Although they have never made it into the music main stream, with more than 20 albums to their name they have developed a huge cult following over the years. This was demonstrated fairly accurately in Amsterdam, with Bitterzoet selling out reasonably quickly and the crowd on the night being pretty passionate in their love for both Anton and his band of talented misfits.

Even though I enjoyed the show, I am not sure if I can count myself in the passionate fan category. For me there were two main things I took away from the experience – the Music and the Myth:

The Music – There is no doubting Anton’s talent as a musician, or anyone else’s in the band, and if you enjoy that sort of jamming neo-psychedelic rock, there is no reason you wouldn’t like their music. But to me it is hard to get beyond enjoyable background music, or something to get lost in your own thoughts with. And that is how I felt during the show. There were 8 band members on stage (until one stormed off – see below) and at times there were up to 6 guitars playing. Even though the sound mix was pretty good, it was tough to really tell any of them apart and it just became a wall of sound.

The other part noted by both myself and JV before and after the show is that they don’t have any real standout songs; good or bad. It was clear that the fans had their favorites, but we both found it tough to walk away and say what the best song of the night was. You can’t help but think this is part of the reason for their lack of commercial success.

This was in stark contrast to their “rivals” the Dandy Warhols, who we saw earlier this year (VPM's Dandy Review), and who were able to pump out almost an entire set of hits.
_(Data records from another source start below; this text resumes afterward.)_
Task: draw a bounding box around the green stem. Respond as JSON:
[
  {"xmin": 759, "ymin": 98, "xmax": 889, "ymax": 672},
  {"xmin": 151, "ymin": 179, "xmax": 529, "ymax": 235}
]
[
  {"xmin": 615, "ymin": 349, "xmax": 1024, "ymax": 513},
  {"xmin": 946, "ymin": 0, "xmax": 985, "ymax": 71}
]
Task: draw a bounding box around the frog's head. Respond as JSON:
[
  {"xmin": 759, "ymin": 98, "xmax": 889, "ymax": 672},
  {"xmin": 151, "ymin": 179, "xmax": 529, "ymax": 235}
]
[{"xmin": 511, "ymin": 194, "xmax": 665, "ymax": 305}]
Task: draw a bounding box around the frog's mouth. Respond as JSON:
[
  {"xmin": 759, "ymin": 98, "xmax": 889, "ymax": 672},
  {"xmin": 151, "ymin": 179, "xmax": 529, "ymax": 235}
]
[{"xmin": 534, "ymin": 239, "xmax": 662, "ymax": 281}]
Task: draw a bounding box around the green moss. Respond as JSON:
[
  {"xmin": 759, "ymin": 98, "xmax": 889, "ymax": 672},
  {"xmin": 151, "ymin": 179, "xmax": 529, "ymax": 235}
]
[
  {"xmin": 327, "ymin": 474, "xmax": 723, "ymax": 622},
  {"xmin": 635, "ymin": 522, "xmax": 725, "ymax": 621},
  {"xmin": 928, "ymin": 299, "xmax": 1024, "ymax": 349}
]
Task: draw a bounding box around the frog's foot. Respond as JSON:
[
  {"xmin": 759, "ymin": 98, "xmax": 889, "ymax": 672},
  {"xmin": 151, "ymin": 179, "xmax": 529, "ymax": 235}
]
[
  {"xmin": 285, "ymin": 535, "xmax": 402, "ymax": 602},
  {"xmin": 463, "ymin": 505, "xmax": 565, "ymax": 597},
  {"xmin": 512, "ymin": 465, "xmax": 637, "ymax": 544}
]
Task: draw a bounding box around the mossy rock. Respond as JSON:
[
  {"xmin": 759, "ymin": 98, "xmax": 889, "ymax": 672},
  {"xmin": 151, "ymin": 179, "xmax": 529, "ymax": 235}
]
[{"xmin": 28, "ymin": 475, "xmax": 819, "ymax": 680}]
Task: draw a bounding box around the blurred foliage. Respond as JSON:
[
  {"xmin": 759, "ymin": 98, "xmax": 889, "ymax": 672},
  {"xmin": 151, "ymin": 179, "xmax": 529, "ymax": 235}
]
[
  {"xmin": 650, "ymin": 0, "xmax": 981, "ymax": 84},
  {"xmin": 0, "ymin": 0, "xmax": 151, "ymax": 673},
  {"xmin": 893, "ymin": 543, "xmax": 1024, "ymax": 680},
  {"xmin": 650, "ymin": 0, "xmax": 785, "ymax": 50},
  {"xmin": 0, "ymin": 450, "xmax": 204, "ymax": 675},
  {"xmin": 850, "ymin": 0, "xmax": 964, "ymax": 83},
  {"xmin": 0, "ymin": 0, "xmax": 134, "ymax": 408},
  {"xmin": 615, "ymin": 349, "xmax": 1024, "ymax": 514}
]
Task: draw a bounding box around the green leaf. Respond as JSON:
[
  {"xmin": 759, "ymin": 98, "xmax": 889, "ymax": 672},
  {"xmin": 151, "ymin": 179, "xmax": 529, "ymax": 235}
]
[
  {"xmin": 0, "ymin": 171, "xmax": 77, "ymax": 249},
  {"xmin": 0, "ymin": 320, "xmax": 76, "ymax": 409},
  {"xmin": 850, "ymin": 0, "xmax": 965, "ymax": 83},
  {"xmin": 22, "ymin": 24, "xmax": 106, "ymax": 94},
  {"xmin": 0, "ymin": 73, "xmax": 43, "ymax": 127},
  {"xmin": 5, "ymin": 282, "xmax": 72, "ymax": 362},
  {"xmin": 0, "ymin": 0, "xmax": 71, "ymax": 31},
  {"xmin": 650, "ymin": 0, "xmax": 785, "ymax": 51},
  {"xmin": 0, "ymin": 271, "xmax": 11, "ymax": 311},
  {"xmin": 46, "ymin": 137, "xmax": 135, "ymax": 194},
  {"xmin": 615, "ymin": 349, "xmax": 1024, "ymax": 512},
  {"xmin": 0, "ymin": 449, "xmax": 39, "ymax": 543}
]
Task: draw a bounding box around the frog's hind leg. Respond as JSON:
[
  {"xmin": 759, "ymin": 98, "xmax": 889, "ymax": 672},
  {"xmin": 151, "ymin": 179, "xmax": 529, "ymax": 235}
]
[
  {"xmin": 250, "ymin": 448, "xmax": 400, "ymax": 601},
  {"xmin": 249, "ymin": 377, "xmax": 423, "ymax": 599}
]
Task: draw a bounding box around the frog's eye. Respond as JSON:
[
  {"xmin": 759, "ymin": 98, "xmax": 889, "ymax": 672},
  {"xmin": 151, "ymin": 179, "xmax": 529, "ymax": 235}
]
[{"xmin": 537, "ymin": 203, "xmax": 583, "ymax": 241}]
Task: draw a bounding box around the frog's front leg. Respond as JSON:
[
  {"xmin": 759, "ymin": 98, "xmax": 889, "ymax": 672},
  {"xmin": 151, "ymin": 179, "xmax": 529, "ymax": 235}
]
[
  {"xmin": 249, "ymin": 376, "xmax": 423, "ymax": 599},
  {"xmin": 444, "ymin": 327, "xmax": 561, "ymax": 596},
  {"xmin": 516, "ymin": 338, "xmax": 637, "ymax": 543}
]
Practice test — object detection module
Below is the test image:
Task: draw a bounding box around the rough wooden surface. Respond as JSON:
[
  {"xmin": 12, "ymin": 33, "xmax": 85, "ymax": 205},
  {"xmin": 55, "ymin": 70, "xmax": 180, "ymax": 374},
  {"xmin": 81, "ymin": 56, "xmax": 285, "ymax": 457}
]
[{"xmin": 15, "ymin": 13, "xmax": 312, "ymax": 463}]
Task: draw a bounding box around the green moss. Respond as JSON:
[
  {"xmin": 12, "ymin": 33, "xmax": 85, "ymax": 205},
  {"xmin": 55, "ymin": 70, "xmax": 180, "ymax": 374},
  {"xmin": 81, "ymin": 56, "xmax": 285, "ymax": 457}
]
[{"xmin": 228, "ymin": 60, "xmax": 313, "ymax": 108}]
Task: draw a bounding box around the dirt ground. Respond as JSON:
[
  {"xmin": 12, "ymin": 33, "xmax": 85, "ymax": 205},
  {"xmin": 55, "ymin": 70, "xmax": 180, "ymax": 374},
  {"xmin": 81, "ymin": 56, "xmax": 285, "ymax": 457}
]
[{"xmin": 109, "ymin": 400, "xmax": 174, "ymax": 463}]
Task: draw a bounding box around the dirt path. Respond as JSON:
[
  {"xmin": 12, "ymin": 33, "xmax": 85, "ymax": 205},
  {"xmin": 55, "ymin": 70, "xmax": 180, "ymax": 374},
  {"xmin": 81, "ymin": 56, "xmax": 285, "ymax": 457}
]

Just like in the documentary it is not hard to see that Anton may well be more talented, but it is the hits that bring in the crowd and at least to me made the Dandy Warhols the more enjoyable show.

The Myth – If you have read or heard anything about the Brian Jonestown Massacre, you will know Anton has the reputation for being both volatile and at times violent, with both his band mates and the crowd. With respect to Dig! I always took this with a grain of salt. I mean of course his prima donna antics make for a better documentary than the nights that went well, and in seven years of filming they were bound to get enough footage for a 2 hour doco.

So I went into the show with low expectation of actually witnessing this myth.

But all I can say from my sample of one show is that everything I had heard and read was pretty much on the money. He is a strange and complex dude. He didn’t say a word the entire set, in fact he barely seemed to make eye contact with the crowd, which is pretty strange at such a small venue where the front row is only centimeters from the band. And then at the end (well, what became the end – it is hard to know if there was actually meant to be more) he just snapped.

One of the 6 guitarists stormed off during the final few bars of the song and Anton just snapped. You can check out the video of it below – it is hard to say exactly what happened but it was sort of like watching 8 year-olds argue with each other. “You weren’t even fu%#&ng invited on this tour!”

This level of volatility certainly adds to the excitement of the show and I walked away pretty pumped up with what we had just witnessed. Am I listening to more BJM now? Not really. Was it a memorable show and worth the money? You’re damn right it was!